Un significativo atto di donazione di cornee è stato compiuto presso l'ospedale San Luca di Vallo della Lucania, in provincia di Salerno. La procedura, che ha permesso il prelievo di tessuti oculari, è stata effettuata a seguito del decesso di un paziente di 53 anni, colpito da una grave emorragia cerebrale. L'intero percorso sanitario si è svolto all'interno del reparto di Rianimazione del presidio ospedaliero, dove è stato accertato il decesso per morte encefalica, condizione fondamentale per poter procedere con il prelievo. La notizia è stata diffusa il 30 agosto 2026.

La donazione è stata resa possibile grazie alla generosa autorizzazione dei familiari del paziente, un passaggio cruciale che ha aperto la strada all'intervento. L'intera procedura ha visto il coinvolgimento attivo del personale sanitario dell'ospedale, operando sotto lo stretto coordinamento della dottoressa Rosa Lampasona, la referente locale specificamente incaricata per le attività di donazione. Il reparto di Rianimazione del San Luca, fulcro di questa delicata operazione, è diretto dal dottor Michele Bosco. L'intervento ha riguardato specificamente le cornee, tessuti oculari di vitale importanza destinati ai percorsi di trapianto, offrendo una concreta possibilità di cura e speranza a chi è in attesa.

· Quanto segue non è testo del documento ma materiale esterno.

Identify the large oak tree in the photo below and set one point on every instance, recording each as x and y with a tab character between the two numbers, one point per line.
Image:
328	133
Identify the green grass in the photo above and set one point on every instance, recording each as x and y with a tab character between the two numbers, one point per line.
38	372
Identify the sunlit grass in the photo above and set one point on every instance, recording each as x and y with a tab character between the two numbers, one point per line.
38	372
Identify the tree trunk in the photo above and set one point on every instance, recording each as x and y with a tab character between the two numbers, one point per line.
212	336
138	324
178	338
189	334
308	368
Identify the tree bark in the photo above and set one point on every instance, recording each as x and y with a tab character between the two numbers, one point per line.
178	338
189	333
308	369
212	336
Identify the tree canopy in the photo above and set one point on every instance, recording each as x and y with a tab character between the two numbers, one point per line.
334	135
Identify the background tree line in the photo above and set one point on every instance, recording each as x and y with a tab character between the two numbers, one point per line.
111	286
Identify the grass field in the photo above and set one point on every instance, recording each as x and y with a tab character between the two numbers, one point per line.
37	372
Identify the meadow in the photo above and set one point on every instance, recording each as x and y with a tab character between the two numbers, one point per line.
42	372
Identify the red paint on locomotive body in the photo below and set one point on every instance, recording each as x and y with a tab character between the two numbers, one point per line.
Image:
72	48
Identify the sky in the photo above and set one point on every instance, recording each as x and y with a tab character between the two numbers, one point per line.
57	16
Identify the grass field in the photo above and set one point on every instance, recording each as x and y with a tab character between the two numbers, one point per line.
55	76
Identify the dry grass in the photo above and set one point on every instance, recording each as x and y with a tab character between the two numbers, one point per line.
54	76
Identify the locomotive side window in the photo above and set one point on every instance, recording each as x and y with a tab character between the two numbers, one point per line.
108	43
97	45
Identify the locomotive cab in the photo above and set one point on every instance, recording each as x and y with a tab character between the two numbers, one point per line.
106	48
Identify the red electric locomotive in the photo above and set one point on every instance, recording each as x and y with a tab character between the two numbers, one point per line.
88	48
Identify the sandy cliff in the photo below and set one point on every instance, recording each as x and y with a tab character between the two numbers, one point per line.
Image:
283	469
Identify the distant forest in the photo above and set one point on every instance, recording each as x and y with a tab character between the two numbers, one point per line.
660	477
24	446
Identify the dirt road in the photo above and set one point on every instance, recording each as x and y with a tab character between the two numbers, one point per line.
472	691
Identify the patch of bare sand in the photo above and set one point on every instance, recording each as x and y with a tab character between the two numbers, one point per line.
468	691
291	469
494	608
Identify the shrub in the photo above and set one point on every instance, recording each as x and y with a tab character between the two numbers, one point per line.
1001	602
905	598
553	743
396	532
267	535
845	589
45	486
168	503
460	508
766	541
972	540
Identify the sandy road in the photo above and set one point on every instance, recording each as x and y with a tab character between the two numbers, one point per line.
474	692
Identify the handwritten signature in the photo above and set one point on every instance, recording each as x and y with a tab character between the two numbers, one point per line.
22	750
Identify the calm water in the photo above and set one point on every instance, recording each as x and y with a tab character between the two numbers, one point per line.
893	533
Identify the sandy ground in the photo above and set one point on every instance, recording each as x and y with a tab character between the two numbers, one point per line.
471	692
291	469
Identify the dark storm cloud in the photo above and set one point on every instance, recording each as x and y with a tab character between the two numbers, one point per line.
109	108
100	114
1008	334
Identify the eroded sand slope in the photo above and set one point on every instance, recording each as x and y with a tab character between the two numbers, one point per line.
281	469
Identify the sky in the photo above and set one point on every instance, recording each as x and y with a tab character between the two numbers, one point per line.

Il delicato percorso in Rianimazione

L'accertamento della morte encefalica ha rappresentato il passaggio imprescindibile e necessario prima di poter procedere con il prelievo dei tessuti. Questa complessa procedura si è svolta interamente nel reparto di Rianimazione del presidio ospedaliero, richiedendo la massima professionalità e il coordinamento di tutte le figure sanitarie coinvolte, chiamate a seguire scrupolosamente le fasi previste dal protocollo per la donazione. Nel caso specifico del paziente 53enne, le sue particolari condizioni cliniche, sopraggiunte a seguito della grave emorragia cerebrale, hanno condotto all'accertamento della morte encefalica, rendendo così possibile l'importante opportunità di procedere al prelievo delle cornee.

Il coordinamento dell'intero iter operativo a livello locale è stato affidato alla dottoressa Rosa Lampasona, che ha gestito ogni fase in stretta collaborazione con il personale sanitario. La decisione e la scelta consapevole dei familiari hanno permesso di portare a termine l'intera procedura all'interno del presidio ospedaliero di Vallo della Lucania. La direzione del reparto di Rianimazione, affidata al dottor Michele Bosco, è stata un elemento chiave nell'organizzazione e nella gestione di questo delicato episodio avvenuto all'interno dell'ospedale San Luca.

Il ruolo del presidio San Luca nella rete ASL Salerno

L'ospedale San Luca di Vallo della Lucania si inserisce strategicamente nella rete ospedaliera dell'ASL Salerno, essendo riconosciuto come una struttura DEA di primo livello.

Questa classificazione indica la sua capacità di gestire emergenze e urgenze di media complessità, garantendo un'assistenza ospedaliera qualificata. La rete aziendale dell'ASL Salerno, estesa su tutto il territorio provinciale salernitano, comprende diversi presidi e si impegna a fornire servizi sanitari organizzati sia per le attività d'urgenza che per quelle ordinarie. In questo contesto di eccellenza e organizzazione si colloca l'attività del reparto di Rianimazione del San Luca, fondamentale per la gestione di casi complessi come quello della donazione di organi e tessuti.